Эх, да как по речке, да по водице
Сизый селезень плывет…
 
   В парнях отец был деревенским гармонистом, и была у него старинная русская гармонь, вывезенная еще из Вятской губернии. Когда-то гармошка выглядела нарядно: перламутровая мозаика, такие же кнопочки, резные крышки. Однако пообтрепалась она на вечеринках и гулянках, планки хоть и медные поставлены, а нет-нет да и западают голоса. Отец играл редко – на гулянках-складчинах и на своих именинах. Наяривал лихо, иногда сам пускался вприсядку, растягивая гармошку на всю длину рук. Все остальное время она пылилась на стуле в углу горницы, и однажды баба Оля поставила на нее старый чугунок с фикусом: все равно зря место занимает…

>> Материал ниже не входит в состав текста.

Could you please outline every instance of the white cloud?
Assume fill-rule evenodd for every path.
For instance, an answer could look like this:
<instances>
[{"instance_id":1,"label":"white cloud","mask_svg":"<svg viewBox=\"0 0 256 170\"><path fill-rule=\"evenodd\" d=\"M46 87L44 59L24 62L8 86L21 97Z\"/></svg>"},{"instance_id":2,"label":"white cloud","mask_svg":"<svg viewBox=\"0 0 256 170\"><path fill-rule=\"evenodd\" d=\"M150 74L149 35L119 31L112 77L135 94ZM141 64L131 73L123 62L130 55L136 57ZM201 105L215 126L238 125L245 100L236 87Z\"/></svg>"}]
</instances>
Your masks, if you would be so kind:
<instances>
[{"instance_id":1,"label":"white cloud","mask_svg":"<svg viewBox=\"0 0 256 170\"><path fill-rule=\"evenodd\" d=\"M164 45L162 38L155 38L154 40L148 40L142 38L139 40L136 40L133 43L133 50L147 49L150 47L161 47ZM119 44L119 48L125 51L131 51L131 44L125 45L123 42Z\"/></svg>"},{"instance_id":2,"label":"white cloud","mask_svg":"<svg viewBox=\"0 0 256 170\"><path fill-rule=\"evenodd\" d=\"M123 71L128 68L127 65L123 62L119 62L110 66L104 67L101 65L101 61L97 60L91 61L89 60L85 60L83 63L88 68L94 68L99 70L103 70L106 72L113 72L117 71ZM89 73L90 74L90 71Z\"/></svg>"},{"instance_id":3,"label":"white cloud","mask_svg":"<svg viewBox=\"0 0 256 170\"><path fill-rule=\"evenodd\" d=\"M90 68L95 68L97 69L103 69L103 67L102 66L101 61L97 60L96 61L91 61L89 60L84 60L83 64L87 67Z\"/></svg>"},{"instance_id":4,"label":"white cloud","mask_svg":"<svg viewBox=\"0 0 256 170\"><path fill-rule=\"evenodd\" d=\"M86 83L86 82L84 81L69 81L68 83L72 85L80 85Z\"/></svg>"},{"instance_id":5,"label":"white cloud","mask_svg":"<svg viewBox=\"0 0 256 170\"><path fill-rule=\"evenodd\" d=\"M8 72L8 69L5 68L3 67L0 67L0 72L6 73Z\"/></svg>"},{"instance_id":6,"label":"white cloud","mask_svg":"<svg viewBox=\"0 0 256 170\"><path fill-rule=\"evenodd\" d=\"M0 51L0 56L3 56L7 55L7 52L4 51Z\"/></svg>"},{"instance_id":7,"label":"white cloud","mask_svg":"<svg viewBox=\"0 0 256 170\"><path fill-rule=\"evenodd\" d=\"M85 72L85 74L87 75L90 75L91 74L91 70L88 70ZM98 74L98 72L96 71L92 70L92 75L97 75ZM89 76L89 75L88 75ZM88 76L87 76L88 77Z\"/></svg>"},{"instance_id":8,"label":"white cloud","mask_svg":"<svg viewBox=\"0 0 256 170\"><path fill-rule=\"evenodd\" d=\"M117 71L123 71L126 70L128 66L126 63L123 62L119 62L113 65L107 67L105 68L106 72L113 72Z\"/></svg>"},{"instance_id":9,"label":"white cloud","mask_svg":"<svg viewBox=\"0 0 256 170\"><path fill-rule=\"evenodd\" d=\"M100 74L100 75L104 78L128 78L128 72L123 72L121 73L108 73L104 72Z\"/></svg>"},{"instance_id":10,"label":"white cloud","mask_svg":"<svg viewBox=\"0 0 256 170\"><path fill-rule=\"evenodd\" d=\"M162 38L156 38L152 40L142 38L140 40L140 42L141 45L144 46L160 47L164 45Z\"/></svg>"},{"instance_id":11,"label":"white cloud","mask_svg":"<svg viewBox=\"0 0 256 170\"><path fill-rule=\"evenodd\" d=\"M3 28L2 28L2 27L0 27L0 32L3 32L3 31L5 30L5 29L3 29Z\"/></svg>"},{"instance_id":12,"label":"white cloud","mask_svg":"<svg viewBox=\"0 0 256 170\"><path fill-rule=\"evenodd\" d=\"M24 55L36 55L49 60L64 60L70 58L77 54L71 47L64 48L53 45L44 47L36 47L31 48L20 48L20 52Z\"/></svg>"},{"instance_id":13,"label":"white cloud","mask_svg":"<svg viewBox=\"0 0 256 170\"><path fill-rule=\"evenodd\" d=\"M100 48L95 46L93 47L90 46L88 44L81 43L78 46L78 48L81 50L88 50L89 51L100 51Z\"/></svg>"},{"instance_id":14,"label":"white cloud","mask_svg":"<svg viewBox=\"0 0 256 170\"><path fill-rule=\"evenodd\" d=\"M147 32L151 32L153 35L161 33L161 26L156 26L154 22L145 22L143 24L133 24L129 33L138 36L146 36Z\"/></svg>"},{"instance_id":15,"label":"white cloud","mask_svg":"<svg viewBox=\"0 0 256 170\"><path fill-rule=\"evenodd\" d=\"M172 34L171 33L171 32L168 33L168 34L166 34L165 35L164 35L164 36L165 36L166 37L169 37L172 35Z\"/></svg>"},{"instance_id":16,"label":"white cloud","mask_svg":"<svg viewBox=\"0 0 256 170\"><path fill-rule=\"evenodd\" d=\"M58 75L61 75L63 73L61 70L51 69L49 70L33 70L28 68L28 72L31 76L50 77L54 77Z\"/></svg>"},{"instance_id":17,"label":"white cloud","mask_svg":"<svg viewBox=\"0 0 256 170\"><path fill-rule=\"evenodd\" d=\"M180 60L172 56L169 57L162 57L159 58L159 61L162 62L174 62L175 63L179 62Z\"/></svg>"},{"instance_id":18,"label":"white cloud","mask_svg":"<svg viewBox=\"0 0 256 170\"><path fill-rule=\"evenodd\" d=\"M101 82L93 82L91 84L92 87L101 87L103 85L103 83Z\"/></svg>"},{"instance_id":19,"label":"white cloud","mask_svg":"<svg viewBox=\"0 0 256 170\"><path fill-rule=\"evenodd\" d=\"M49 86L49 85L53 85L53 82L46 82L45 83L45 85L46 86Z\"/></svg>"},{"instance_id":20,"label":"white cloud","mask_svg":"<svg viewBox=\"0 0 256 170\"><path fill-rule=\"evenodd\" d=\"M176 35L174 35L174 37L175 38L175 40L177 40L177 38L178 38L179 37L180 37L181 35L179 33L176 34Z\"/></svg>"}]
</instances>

   Я не помнил случая, чтобы отец играл на ней просто так…
 
Эх, да по речке, да по водице
Сизый селезень плывет…
 
   Несколько раз он брался за гармошку после смерти матери. Садился на крыльце либо на берегу Чети и наигрывал что-то печальное, неторопливо-тихое. Иногда бросал гармонь и плакал, упав на кровать. После похорон отец начал пить, сделался слезливым и жалким.
   Потом он совсем забросил ее. Гармошка лет десять валялась под кроватью, затем в сундуке, пропахшем нафталином, в подполе и, наконец, на улице. Не помню, кто ее повесил на гвоздь, вбитый в косяк окна, возможно сам отец, но около года она висела под снегом и зноем, выгнув мех, как шею, заглядывала в окно, словно дожидаясь своего хозяина.